Emory faculty votes to oppose highway to Jimmy Carter library

Former President Carter is running into more opposition over a parkway being built here in connection with his presidential library. This time the opposition comes not from neighborhood groups, which have long fought the parkway, but from Mr. Carter's colleagues at Emory University, where he teaches.

Emory will operate the Carter Policy Center, just a few feet from the Carter Presidential Library. Two lanes of the proposed four-lane parkway pass on either side of the Library/Policy Center complex, putting it in the median.

Carter supports the parkway as currently designed. He has said that it provides ``vital'' access to the complex and ``will honor the integrity of environmental quality standards.''

Emory faculty members welcome the library and policy center. But in a vote on Tuesday, they strongly objected to the 21/2-mile parkway -- by a 4-to-1 margin. The chief complaint: The parkway passes through residential areas and small, historic parks.

Through their secret ballot, the Emory faculty -- which rarely speaks out as a body on such public issues -- is urging Carter to abandon his support for the current parkway.

Aside from the parkway's effect on local neighborhoods and parks, the faculty resolution also cites ``unethical and illegal actions'' involved in the project.

The Georgia Supreme Court recently voided an Atlanta City Council vote that transferred park land to the state. They took the action because Council President Marvin Arrington had a parkway-related contract pending for his company. A new council vote is scheduled May 20.

The faculty vote is ``going to put President Carter in an incredibly difficult position,'' says Dan Carter (no relation to the former President), an Emory history professor who led the drive for the vote. He said that the vote puts the faculty on record as saying, ``We don't have any confidence in you [the former President].''

Professor Carter contends the reason the former President backs parkway construction is because the project grants him the use of 26 acres of state-owned land adjacent to the Library/Policy Center.

Dan Lee, spokesman for the former President, was unavailable for comment.
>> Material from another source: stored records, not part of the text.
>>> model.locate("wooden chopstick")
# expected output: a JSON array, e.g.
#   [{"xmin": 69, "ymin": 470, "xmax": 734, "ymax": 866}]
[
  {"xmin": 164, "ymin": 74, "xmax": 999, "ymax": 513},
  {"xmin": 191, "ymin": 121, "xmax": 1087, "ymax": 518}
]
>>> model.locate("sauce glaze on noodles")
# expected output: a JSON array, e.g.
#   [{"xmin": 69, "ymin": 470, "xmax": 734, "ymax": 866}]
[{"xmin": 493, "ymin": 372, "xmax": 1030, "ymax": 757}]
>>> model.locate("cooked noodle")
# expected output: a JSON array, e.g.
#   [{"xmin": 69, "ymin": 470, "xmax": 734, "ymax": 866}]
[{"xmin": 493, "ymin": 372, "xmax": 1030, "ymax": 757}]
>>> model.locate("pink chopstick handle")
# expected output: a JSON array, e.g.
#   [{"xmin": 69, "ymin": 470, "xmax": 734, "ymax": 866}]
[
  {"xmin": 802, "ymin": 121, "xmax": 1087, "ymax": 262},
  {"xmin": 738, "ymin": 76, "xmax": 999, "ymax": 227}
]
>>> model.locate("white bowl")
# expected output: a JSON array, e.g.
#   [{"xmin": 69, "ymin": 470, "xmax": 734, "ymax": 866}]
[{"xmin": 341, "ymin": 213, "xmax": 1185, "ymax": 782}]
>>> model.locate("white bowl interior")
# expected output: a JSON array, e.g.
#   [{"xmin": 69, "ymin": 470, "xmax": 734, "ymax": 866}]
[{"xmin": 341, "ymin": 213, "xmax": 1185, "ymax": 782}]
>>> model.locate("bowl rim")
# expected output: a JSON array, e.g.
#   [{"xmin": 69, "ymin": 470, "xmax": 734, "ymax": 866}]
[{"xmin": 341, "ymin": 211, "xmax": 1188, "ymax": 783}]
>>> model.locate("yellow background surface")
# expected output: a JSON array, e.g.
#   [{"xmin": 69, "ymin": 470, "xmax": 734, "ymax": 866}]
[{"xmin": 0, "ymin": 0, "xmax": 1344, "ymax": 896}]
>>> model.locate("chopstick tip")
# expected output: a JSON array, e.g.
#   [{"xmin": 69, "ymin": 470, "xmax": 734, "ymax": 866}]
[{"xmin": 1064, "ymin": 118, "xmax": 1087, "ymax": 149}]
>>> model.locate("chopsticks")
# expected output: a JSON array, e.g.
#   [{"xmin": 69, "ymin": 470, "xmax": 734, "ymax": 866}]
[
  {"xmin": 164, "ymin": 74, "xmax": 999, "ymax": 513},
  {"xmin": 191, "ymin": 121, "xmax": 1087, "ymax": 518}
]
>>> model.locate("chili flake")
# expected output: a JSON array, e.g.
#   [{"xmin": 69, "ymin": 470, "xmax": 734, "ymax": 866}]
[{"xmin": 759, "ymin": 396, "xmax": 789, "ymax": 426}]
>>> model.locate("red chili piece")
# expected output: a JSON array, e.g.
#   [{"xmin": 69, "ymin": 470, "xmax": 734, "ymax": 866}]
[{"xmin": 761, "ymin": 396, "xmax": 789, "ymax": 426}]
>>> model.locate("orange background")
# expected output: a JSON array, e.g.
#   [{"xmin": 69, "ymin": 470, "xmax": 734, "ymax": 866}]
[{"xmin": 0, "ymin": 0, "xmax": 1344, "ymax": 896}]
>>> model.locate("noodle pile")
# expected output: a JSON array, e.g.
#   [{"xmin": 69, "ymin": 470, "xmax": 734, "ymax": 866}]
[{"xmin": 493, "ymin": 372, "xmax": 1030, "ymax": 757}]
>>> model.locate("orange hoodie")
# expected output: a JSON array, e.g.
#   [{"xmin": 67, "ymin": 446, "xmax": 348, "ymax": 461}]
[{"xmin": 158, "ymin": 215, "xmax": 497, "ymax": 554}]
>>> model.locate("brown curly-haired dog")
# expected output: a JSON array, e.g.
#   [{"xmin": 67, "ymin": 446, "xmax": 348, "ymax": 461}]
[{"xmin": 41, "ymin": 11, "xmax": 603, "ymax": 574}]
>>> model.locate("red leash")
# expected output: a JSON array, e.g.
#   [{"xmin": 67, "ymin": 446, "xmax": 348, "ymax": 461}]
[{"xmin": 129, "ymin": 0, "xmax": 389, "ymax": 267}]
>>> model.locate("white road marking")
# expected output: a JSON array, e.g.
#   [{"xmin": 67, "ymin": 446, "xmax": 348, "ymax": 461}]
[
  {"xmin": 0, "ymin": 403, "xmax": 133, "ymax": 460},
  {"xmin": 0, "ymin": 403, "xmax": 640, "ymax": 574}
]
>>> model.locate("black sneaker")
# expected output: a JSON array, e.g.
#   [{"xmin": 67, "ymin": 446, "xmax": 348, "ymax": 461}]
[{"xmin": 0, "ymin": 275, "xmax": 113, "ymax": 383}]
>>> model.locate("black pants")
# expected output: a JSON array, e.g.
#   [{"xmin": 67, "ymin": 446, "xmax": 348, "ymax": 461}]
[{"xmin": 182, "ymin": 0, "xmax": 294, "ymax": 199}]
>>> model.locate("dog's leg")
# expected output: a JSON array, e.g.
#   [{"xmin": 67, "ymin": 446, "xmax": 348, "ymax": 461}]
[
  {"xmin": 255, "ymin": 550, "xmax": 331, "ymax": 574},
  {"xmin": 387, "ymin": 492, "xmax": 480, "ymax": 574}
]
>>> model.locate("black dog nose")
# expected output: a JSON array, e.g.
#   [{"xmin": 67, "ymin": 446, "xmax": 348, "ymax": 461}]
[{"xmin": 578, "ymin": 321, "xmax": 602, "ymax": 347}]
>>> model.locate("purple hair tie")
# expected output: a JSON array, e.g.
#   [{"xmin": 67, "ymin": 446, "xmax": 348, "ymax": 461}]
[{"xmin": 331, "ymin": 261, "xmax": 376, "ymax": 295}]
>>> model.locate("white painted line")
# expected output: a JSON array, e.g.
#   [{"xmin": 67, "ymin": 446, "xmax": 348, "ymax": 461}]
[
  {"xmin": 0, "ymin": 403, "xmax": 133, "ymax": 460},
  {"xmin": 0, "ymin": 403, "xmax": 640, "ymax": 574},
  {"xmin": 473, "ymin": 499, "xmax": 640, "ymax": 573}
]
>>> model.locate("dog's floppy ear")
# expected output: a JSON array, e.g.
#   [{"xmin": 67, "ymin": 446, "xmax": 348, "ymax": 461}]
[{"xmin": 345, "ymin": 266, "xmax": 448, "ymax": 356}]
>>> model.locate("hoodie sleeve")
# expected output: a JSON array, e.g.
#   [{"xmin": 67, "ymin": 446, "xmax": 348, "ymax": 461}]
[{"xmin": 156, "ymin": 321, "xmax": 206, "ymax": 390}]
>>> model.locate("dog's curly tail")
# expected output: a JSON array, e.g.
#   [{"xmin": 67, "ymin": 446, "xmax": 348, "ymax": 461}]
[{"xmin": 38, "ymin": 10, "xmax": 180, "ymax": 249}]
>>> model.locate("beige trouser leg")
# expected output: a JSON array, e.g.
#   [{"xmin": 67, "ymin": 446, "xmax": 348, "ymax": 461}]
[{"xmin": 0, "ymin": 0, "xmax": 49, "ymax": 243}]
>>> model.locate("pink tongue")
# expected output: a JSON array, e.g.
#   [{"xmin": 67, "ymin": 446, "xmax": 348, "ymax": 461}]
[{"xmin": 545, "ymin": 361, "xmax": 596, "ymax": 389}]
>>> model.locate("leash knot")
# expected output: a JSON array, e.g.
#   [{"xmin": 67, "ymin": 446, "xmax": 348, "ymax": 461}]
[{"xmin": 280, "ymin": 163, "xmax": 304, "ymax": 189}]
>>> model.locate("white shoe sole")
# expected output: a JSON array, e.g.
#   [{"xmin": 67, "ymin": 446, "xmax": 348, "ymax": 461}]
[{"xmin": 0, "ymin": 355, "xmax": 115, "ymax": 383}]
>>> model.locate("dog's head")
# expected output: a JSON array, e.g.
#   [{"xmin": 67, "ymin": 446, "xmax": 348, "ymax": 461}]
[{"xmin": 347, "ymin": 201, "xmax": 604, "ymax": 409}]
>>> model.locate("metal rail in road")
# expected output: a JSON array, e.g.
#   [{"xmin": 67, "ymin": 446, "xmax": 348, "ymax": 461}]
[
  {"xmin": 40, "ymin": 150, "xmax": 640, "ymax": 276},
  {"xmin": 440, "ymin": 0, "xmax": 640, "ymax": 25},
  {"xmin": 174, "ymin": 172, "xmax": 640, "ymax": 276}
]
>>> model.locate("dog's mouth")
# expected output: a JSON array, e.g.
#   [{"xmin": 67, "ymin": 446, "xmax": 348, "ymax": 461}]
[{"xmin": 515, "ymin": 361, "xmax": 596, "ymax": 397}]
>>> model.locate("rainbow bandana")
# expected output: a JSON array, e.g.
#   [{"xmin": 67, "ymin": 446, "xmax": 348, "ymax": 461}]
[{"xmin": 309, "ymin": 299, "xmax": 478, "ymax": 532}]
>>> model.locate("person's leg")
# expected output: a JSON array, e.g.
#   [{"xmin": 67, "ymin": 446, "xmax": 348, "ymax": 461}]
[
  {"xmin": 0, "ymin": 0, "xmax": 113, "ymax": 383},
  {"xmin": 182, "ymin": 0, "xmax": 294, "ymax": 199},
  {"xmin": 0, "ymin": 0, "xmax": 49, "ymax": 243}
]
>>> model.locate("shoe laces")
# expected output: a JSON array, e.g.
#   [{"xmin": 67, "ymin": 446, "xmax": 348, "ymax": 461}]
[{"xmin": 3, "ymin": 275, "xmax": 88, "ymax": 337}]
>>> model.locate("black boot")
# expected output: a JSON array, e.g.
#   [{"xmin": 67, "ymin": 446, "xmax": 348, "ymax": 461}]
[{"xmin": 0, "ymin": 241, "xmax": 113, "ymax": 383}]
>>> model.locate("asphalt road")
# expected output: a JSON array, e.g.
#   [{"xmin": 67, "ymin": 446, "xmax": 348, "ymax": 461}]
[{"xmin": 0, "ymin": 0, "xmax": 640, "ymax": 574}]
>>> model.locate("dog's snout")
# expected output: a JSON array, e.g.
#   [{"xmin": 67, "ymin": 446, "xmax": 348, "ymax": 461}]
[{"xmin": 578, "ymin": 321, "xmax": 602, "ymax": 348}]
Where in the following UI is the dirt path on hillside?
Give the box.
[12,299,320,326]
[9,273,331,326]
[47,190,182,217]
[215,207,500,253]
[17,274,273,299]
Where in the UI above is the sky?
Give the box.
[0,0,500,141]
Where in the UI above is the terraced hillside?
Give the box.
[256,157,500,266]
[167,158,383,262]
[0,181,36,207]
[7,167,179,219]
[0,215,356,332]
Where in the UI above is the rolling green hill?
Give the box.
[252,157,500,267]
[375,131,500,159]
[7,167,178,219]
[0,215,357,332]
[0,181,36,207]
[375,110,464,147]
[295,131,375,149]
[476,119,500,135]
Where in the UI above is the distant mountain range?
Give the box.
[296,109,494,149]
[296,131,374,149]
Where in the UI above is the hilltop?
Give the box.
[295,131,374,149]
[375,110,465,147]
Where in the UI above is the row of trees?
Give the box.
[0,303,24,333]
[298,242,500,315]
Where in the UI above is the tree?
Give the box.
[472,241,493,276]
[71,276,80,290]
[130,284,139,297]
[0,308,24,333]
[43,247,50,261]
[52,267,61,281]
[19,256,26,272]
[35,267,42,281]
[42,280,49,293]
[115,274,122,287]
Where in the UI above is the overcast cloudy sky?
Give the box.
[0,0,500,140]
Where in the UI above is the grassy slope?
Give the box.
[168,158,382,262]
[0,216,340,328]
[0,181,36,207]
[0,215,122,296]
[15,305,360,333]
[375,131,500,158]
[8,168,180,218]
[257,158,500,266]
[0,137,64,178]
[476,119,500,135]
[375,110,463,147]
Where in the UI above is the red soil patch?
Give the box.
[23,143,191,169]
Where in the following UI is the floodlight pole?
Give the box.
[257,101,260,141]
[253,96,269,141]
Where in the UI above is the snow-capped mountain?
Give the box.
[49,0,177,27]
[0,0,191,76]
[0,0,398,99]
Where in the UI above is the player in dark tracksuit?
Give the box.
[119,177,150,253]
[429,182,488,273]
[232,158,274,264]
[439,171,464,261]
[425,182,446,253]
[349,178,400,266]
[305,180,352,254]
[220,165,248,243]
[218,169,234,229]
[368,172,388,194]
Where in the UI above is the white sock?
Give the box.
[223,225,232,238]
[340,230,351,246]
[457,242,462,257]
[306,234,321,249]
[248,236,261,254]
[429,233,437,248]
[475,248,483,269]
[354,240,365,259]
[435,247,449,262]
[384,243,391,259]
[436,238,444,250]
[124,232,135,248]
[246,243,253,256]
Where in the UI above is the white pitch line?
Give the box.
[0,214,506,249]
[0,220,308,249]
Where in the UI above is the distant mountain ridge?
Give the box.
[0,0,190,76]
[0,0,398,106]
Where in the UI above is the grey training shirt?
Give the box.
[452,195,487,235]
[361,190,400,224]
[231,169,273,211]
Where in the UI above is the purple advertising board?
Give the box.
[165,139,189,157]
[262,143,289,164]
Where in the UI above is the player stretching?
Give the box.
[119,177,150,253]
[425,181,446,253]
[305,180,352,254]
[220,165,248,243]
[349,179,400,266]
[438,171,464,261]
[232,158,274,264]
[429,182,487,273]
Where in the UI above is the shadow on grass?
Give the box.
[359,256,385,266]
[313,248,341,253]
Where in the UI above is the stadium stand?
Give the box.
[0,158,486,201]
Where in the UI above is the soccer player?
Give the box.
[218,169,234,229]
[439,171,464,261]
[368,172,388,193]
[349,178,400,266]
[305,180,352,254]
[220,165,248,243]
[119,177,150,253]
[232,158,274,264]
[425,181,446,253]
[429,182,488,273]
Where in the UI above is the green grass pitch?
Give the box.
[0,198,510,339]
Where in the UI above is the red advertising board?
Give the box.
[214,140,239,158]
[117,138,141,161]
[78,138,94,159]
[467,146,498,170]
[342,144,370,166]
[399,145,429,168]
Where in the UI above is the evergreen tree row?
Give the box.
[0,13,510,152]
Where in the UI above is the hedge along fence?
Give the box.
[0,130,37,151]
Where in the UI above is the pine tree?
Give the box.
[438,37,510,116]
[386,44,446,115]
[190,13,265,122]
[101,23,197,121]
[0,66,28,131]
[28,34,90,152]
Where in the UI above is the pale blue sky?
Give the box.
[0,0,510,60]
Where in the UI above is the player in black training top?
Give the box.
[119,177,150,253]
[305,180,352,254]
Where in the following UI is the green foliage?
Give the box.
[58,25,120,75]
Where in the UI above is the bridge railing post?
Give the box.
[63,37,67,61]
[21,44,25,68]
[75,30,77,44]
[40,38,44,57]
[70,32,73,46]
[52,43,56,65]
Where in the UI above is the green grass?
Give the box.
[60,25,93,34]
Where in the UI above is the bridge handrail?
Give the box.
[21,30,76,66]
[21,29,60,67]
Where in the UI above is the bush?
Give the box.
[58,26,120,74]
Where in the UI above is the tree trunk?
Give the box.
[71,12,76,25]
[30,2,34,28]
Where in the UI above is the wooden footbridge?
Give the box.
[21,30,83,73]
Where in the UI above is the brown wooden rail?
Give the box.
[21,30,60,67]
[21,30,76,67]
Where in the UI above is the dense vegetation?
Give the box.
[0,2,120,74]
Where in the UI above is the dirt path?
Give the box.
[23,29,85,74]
George Parks, dean of Emory's School of Business Administration, says it is ``inappropriate'' for the faculty to take public stands -- a position that parallels that of Bob Strickland, chairman of the broad of trustees. Dr. Parks also doubts the faculty vote will have much effect on former President Carter's activities at Emory or the Carter Policy Center.

Rondo Cameron, Emory's Kenan University professor of economic history, questions the ``morality'' of those leading faculty opposition to the parkway, saying they don't live in Atlanta, where the parkway is being built.

Emory theology Prof. Jack Boozer said former President Carter ``has created an atmosphere in which very few individuals or departments want to cooperate with him on joint appointments'' to the Policy Center.